Slot part 507a is set to notch 509e from the end of slot part 506.In addition, slot part 507b is set to slot part 508 from the end of slot part 506.These

slot parts

507a, 507b are corresponding with slot part 407a, the 407b of second substrate 400, and be with second substrate 400 and the 3rd substrate 500 when superimposed, opposed with slot part 407a, 407b.

Slot part 508 is arranged in the zone with respect to hole 502 and support portion 122 same side in the main part 510 with for example zigzag.On the internal face of this slot part 508, carry described carbon monoxide and remove catalyst 175 (with reference to Figure 21).This slot part 508 is corresponding with the slot part 408 of second substrate 400, and is with second substrate 400 and the 3rd substrate 500 when superimposed, opposed with slot part 408.

(tetrabasal)

Tetrabasal 600 at one end has the notch 640,641 of triangle as shown in figure 26 on each bight of portion (end in left side among the figure).On this tetrabasal 600, be provided with the hole 601 that penetrates into the table back side.
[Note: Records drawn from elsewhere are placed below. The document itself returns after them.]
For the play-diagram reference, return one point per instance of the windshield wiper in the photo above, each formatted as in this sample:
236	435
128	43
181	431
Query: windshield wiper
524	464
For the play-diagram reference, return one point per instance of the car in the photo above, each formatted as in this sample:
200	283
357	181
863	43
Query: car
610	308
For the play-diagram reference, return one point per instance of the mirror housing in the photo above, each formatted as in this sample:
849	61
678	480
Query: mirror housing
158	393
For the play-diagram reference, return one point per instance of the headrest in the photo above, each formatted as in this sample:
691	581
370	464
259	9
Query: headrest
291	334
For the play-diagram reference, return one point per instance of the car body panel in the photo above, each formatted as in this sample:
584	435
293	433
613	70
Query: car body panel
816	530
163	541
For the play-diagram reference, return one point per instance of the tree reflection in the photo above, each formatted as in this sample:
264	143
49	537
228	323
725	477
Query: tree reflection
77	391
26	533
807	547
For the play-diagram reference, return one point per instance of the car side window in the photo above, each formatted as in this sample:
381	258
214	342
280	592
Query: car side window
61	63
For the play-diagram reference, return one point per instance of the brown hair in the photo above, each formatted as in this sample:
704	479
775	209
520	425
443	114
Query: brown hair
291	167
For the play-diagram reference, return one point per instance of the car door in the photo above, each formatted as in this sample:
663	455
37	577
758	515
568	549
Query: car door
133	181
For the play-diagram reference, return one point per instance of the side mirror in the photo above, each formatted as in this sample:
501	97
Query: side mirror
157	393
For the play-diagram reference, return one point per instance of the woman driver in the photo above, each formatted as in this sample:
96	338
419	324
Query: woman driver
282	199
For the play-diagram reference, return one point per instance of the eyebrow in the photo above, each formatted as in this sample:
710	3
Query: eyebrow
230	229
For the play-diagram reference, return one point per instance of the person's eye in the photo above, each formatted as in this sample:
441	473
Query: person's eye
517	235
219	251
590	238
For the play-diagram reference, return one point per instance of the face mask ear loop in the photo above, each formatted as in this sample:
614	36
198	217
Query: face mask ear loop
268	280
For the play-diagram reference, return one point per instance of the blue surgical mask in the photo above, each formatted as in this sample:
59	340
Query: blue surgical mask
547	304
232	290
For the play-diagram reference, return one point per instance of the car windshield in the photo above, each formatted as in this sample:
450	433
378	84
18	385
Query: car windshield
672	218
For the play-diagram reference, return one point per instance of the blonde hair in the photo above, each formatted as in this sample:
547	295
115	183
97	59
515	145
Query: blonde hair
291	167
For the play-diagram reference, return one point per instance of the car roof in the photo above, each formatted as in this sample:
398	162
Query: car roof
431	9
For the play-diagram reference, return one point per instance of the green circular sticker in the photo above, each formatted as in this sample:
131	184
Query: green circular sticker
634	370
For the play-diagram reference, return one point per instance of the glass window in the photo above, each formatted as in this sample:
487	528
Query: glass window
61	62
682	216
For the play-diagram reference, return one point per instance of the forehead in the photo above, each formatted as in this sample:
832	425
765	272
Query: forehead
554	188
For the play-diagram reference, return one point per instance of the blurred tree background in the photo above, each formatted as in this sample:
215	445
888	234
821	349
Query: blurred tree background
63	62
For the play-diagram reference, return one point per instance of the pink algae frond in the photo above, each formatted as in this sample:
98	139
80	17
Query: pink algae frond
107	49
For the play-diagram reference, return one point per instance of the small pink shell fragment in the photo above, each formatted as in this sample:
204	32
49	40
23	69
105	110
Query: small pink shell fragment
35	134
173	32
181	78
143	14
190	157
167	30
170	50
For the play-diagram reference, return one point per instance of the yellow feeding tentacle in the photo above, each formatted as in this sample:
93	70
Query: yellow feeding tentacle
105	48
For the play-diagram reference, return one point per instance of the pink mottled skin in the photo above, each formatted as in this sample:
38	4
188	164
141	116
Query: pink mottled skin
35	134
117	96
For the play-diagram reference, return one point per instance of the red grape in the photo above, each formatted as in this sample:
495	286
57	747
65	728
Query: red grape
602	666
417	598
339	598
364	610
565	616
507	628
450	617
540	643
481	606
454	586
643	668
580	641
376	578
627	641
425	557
Hole 601 forms with C word shape roughly along the circumference of tetrabasal 600.That is, hole 601 is except the zone as support portion 122 of tetrabasal 600, along the circumference setting of tetrabasal 600.

The inside part that is surrounded by this hole 601 is the main part 610 as reaction unit main part 120, is frame portions 620 as casing 131 by the outside divided portion of hole 601 and main part 610.
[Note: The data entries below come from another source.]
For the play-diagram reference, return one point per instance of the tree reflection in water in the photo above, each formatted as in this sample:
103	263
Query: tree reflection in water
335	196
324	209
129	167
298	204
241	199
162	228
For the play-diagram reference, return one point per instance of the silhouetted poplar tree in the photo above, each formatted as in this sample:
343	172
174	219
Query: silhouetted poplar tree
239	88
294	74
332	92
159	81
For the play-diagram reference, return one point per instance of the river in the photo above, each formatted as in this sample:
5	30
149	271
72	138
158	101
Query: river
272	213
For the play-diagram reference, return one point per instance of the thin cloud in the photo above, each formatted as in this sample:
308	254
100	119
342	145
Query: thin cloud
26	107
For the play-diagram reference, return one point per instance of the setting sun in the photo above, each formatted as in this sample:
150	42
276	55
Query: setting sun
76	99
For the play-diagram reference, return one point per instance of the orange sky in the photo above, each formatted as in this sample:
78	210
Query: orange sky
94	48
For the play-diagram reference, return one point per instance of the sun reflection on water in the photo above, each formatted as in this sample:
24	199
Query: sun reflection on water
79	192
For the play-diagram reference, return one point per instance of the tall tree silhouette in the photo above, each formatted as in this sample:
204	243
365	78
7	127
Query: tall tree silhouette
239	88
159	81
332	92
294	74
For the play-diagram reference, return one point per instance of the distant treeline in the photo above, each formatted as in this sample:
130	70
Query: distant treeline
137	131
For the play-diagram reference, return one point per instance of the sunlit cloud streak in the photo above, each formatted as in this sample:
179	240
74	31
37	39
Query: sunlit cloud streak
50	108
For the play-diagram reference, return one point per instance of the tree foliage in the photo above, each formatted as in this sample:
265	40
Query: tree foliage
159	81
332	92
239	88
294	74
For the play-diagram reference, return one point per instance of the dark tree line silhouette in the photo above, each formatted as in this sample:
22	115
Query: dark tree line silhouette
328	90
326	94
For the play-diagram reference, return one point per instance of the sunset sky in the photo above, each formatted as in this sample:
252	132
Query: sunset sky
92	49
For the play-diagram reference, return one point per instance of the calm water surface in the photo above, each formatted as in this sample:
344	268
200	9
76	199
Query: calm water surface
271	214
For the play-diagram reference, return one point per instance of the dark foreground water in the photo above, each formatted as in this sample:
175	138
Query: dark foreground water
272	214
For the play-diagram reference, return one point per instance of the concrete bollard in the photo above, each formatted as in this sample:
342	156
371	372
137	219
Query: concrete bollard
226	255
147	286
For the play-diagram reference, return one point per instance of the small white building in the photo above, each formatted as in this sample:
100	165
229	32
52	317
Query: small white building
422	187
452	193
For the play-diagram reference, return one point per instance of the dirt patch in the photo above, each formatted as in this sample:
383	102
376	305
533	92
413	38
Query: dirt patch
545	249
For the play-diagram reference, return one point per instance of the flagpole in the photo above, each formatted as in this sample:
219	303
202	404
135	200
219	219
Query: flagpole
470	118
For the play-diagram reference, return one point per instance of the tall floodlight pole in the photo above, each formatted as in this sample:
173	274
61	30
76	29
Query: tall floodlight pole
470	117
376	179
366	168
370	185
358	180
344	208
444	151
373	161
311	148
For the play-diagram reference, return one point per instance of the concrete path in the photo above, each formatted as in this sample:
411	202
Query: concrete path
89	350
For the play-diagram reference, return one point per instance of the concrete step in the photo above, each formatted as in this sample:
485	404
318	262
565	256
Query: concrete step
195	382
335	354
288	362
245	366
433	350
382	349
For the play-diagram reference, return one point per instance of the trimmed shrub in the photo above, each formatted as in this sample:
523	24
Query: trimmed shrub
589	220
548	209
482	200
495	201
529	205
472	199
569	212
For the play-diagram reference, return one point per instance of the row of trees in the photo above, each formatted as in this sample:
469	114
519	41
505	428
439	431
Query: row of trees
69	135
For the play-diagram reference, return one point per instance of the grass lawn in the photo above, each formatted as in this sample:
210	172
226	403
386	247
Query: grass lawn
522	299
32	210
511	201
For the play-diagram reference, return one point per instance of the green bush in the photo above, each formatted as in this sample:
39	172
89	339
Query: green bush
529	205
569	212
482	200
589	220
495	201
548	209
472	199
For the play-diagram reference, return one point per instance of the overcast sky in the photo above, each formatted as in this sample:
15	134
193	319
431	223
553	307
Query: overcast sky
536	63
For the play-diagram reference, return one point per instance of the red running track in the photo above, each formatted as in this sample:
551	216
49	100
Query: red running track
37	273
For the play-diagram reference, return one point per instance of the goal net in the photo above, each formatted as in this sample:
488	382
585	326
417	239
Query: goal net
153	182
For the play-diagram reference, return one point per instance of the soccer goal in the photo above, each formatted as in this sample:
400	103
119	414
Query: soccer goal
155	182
The inner peripheral surface in this hole 601 is provided with described thermal reflecting coating 132a.

Central portion at main part 610 is formed with rectangular-shaped hole 602.
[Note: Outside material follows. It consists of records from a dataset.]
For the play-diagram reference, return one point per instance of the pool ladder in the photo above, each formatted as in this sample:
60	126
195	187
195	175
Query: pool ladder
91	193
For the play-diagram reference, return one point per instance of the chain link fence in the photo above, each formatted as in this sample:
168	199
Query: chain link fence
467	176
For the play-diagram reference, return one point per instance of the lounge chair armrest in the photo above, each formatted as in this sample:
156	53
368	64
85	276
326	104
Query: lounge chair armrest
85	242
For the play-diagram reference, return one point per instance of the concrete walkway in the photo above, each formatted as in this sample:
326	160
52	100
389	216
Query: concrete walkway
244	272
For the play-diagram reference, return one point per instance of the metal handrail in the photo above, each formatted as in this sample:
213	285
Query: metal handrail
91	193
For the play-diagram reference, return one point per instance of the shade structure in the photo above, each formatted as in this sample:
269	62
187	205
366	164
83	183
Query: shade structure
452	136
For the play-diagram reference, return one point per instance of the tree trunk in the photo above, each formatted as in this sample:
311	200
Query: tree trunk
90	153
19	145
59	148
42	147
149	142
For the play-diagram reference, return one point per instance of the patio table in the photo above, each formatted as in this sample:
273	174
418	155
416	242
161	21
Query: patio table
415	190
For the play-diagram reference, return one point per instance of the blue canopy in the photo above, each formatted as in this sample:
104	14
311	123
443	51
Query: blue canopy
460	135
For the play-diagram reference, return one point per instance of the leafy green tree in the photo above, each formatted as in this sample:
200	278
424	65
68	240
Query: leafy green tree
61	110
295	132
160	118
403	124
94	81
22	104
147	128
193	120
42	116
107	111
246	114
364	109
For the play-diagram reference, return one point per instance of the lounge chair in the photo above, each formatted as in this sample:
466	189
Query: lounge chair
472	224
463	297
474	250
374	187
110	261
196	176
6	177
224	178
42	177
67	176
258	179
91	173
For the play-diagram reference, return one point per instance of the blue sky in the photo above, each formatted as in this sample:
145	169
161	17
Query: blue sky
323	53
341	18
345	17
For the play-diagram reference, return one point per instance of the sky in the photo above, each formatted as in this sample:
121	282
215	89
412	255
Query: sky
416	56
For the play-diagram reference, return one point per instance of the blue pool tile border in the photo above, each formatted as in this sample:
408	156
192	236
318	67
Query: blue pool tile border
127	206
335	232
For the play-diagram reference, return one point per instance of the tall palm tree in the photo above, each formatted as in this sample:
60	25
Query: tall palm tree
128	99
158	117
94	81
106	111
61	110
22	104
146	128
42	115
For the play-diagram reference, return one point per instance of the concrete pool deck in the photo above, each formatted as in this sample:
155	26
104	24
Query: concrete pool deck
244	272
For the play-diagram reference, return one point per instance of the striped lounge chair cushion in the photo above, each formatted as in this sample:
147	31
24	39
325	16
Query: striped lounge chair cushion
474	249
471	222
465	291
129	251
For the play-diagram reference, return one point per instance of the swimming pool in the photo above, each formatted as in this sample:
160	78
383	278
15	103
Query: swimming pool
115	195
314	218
These holes 601,602 correspond respectively to the hole 501,502 of the 3rd substrate 500, and the 3rd substrate 500 and tetrabasal 600 when superimposed, are being communicated with hole 501,502.Radiation prevention film with insulation effect (not shown come out) also can be set on the inner peripheral surface in this hole 602.In addition, this radiation prevention film is for example formed by the metal of aluminium etc.

In addition, the surface of tetrabasal 600, promptly with the composition surface of the 3rd substrate 500 on, be formed with slot part 606, slot part 607a, 607b and slot part 609a～609f and energising

groove

605a, 605b (with reference to Figure 21).

Slot part 606 is arranged in the zone with respect to hole 602 and support portion 122 opposition sides in the main part 610 with for example zigzag.On the internal face of this slot part 606, carry described reforming catalyst 165 (with reference to Figure 21).

Slot part 607a, 607b are set to than the zone of the hole the main part 610 602 by support portion 122 sides from the end of slot part 606 respectively.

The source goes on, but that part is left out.